Ну, Ангел, ты вообще не в счет — старый знакомый.

Неужто вся Дюжина собралась?! Кто среди троянцев затесался, кто среди наших. Бродят, хмурятся. Ах, что за сказка складывалась, добрая, со счастливым концом, и всех тот конец устраивал: ахейцев, троянцев… Одних Глубокоуважаемых в суматохе спросить забыли: хороша ли сказка?

Хорош ли конец?


— Ты — Одиссей.

Конец лирике.

* * *

Не спросил — изрек. Приговором. На меня ему смотреть, ясное дело, зазорно: мимо щурится, поверх головы. Губы кривит с усталым презрением: надоело все презирать, а куда денешься? Скулы высокие, переносицы нет: прямой нос в одну линию со лбом. Кудри до плеч, плечи вразлет, осиная талия, узкие бедра — загляденье.

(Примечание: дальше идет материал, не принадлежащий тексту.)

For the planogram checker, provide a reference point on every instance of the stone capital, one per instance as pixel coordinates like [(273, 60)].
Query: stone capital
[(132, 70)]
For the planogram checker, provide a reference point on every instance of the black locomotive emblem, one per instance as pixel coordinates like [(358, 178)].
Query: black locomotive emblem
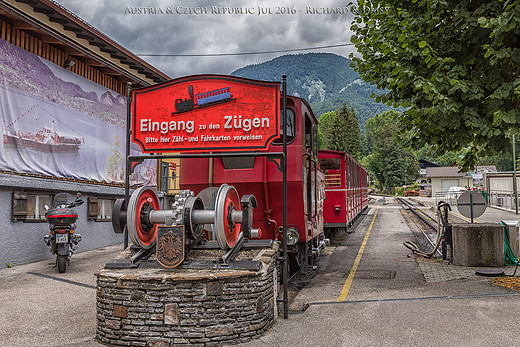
[(203, 99)]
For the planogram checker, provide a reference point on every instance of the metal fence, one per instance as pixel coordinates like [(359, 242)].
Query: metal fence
[(449, 197), (501, 198)]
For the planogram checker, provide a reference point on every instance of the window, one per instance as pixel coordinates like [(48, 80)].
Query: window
[(290, 127), (30, 207), (332, 169), (100, 209)]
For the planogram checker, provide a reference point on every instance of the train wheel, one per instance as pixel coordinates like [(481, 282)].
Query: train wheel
[(141, 231), (226, 229)]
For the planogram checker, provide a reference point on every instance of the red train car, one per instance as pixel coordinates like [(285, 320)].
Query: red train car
[(345, 189), (263, 178)]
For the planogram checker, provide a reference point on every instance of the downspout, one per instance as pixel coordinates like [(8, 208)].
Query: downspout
[(268, 210)]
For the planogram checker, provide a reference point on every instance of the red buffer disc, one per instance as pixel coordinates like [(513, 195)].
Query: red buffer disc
[(226, 229), (141, 231)]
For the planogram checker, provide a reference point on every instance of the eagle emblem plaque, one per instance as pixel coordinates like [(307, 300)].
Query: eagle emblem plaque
[(170, 245)]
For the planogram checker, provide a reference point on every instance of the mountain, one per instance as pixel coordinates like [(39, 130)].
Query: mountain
[(325, 80)]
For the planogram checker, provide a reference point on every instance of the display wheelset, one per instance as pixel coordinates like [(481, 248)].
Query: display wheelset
[(143, 215)]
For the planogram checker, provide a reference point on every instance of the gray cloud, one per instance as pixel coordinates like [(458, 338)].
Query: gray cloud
[(173, 33)]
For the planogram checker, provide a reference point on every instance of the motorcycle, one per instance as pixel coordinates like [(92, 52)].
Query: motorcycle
[(63, 239)]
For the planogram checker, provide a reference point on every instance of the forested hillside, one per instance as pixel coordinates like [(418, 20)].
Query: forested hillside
[(325, 80)]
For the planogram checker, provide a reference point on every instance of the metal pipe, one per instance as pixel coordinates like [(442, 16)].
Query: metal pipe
[(515, 188), (203, 216), (127, 167), (284, 239)]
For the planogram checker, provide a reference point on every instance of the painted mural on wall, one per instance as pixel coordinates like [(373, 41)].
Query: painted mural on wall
[(57, 123)]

Кифара и лук, лавр и дельфин.

Верно говорят: красив, как Аполлон.

Стою я рядом: потный, жалкий. Раскоряка рыжая. День и ночь. Разные, а похожие… знать бы, в чем? Может, просто оба — лучники? Вряд ли. Ликиец, подлец, тоже лучник, а не похож ни капельки. Вот если меня слегка вытянуть, а его, лавра и дельфина, наоборот: малость приплюснуть… Нет, все равно. Не получится из нас близнецов.

— Радуйся, Сияющий. Ты разишь без промаха: да, я Одиссей.

Дернулись прекрасные губы. Сплюнули:

— Говорят, ты стрелок? Не из худших?

Похвалил дяденька мальца голопузого…

— Пред тобой ли хвастаться, сын Латоны?!

Ишь ты, понравилось!.. Кивнул. На всю оставшуюся жизнь одарил. Не будь я зол, не ревнуй синеглазую, от счастья сдох бы на месте.

— Хорошо, — еще один скупой кивок: уже себе, не мне. — Лук у тебя надежный?

— Не жалуюсь. И троянцы до сих пор не жаловались.

Хотели губы у него по новой дернуться — расхотели. Сотворили некое подобие улыбки:

— Ну тогда приготовь его. Париса видишь?

— Вижу, Открывающий Двери.

— Если троянец начнет брать верх, убей его. Надеюсь, ты не промахнешься?

— Не промахнусь, Блистатель, — забыв дослушать, он поворачивается, чтобы уйти.

И тогда я по-человечески, в спину ему:

— Потому что я не буду стрелять.

— Ты осмеливаешься противоречить мне?

Вот теперь, кифара и лук, лавр и дельфин, мы с тобой куда как похожи. И приплюснуть не надо, и вытягивать ни к чему.

— Противоречу? Я?! Ничуть. Я просто не верю своим ушам. Разве может ясный Феб призывать к подлости?! — Нет, не может. Значит, я просто ослышался. Значит, просто испачкал земной грязью сказанное богом. Если я не прав, убей меня, Стрелок.

Слова слетали с моих губ — потрескавшихся, сухих — хлопьями серого пепла.

— Семья клялась не посягать на твою жалкую жизнь. Я был против, но отец упрям: если что-то вобьет в голову… Жаль. Да, Семья клялась…

Он снова глядит мимо. Вдаль. Туда, где у нор плещут черные воды Стикса, а у лица проплывают облака. Где сидит на престоле упрямый отец-самодур, которого давно пора бы образумить, да жаль: не выстоять золотой стреле против громового перуна.